実際に国民が負担しなくてはならない原子力発電所の廃炉費用は現時点では正確に算出できない。廃炉に伴う費用には2種類ある。1つは原子力発電設備の減価償却による残存資産、もう1つは廃炉に必要な解体費の引当金である。
すでに計画外廃炉を決定した原子力発電所では、残存資産の合計が1基あたり200億円以上にのぼる(図4)。国内には50基以上の原子力発電設備がある。新しい発電設備ほど残存資産は多くなるため、全体では軽く1兆円を超える。
一方の解体引当金のうち2015年度末で引き当てが完了していない額は1基あたり最低で29億円、最高で733億円ある(図5)。今後も電力会社が引き当てを続けていくが、計画外廃炉を決定した場合には残りを託送料金で回収する方向だ。
原子力発電設備の残存資産と解体引当金を合わせた廃炉費用の総額は計画外廃炉の進展によって変わってくるが、廃炉が早く進むほど国民の負担が増える構造になる。原子力発電を可能な限り早く廃止したい多くの国民にとっては不条理な制度である。
このほかにも原子力発電に関連する費用で、託送料金に加わる可能性が大きいものが残っている。事故を起こした福島第一原子力発電所の廃炉費用と損害賠償費用だ(図6)。東京電力は両方を合わせて11兆円を想定していたが、それを上回る額に膨れ上がることが確実になってきた。

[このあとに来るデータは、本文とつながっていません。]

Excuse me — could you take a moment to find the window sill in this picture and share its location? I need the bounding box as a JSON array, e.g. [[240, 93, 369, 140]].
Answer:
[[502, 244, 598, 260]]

現在の政府案では、東京電力グループが稼ぎ出す利益を第三者機関が管理して廃炉費用に充当する(図7)。送配電事業会社の東京電力パワーグリッドが想定以上の利益を出した場合には、本来であれば託送料金を引き下げる必要があるが、引き下げを実施しないで利益を廃炉費用に回す方策を検討中だ。結果として新電力を含む東京電力管内の利用者が廃炉費用を負担することになる。